In tenders, the obligation to specify the applicable collective agreement (Il Sole 24 Ore, 20 February 2025 – Vittorio De Luca, Alessandro Ferrari)
The Corrective Decree on Public Procurement (Legislative Decree No. 209/2024), which came into force on December 31, 2024, was introduced to provide greater protection for workers employed in outsourced activities, as well as to ensure increased transparency regarding their economic and contractual conditions.
The Corrective Decree amended and supplemented Legislative Decree No. 36/2023 (Public Contracts Code), establishing, among other things, the obligation for contracting authorities to specify, at all stages of the tendering procedures, the applicable national collective labor agreement for the personnel employed under the contract.
Similarly, it was established that in the case of contracts that include separable, secondary, ancillary, or subsidiary services, where such services differ from the main subject matter of the contract or concession and represent, for a threshold equal to or greater than 30%, the same homogeneous category of activity, the contracting authority must indicate in the tender documents “the national and territorial collective labor agreement in force for the sector and for the area where the work is to be performed, signed by the most representative employers’ and workers’ associations at the national level, applicable to the personnel engaged in such services.”
Also of significance is the amendment to Article 11, paragraph 4, of the Code, which clarifies that the verification of the declaration of equivalence of protections relating to the personnel employed in the contract, submitted by the economic operator, must be carried out in accordance with the procedures set out in Article 110 of the Code and in line with the new provisions of Annex I.01. Equally relevant is the amendment to Article 119, paragraph 12, which provides that in the case of subcontracting, “the subcontractor… is required to apply the same collective labor agreement as the main contractor, or a different agreement, provided that it guarantees employees the same economic and regulatory protections as the one applied by the main contractor, where the subcontracted activities coincide with those that characterize the subject matter of the contract or concern the services falling under the prevailing category.”
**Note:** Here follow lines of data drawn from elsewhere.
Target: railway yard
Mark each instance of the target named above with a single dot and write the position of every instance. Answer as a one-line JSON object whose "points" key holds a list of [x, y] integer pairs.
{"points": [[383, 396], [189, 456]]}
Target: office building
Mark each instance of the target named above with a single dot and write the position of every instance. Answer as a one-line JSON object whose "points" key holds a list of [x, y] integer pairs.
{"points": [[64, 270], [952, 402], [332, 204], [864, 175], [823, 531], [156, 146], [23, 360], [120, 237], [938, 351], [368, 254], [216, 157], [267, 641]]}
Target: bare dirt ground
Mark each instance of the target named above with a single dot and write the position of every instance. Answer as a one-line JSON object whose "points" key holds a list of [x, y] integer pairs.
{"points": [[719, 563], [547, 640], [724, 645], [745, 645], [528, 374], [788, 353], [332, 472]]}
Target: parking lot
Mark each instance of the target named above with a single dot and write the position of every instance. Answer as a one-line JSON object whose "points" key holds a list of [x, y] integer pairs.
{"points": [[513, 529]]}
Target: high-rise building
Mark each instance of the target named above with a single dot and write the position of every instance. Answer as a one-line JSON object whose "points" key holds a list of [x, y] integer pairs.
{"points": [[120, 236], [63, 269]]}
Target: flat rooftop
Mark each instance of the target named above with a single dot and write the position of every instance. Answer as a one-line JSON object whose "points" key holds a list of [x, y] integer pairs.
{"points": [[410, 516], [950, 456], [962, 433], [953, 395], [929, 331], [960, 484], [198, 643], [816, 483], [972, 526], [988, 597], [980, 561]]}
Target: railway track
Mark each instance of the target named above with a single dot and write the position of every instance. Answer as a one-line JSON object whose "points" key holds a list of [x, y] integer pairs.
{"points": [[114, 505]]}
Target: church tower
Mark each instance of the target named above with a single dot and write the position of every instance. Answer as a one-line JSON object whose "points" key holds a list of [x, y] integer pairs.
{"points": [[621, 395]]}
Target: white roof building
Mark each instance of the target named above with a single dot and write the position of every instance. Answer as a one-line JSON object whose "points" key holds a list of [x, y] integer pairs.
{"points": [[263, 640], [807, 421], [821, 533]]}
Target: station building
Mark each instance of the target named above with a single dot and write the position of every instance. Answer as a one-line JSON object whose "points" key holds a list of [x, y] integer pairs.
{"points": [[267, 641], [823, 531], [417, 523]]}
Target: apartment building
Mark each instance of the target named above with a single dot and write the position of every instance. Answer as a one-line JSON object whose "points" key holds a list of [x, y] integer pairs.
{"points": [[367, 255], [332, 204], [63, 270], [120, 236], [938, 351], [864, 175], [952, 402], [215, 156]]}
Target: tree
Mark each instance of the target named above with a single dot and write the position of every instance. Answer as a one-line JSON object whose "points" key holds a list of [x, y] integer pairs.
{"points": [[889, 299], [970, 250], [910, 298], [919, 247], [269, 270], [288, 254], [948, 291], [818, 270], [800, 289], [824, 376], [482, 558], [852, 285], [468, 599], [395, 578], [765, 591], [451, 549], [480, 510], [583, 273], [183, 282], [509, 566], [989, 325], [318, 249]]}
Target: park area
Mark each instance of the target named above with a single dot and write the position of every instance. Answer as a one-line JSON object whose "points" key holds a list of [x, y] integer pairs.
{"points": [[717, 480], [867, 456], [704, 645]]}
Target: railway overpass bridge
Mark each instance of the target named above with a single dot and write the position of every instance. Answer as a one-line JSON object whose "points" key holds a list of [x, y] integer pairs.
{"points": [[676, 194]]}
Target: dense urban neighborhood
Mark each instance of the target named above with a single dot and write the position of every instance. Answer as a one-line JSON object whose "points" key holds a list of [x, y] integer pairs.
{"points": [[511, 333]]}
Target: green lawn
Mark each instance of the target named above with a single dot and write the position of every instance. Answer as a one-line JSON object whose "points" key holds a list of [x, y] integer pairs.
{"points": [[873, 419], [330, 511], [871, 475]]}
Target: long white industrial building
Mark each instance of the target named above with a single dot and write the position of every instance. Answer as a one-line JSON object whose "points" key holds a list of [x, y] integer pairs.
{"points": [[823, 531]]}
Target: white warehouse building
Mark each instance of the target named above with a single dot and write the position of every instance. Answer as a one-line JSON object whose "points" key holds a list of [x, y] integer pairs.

In practice, according to Annex I.01, agreements signed by the same trade unions (that are comparatively more representative), even if concluded with different employers’ associations from those that signed the collective agreement indicated by the contracting authority, are presumed to be equivalent. However, this presumption of equivalence applies only insofar as the collective agreement pertains to the same sub-sector and is “corresponding to the size or legal nature of the undertaking.”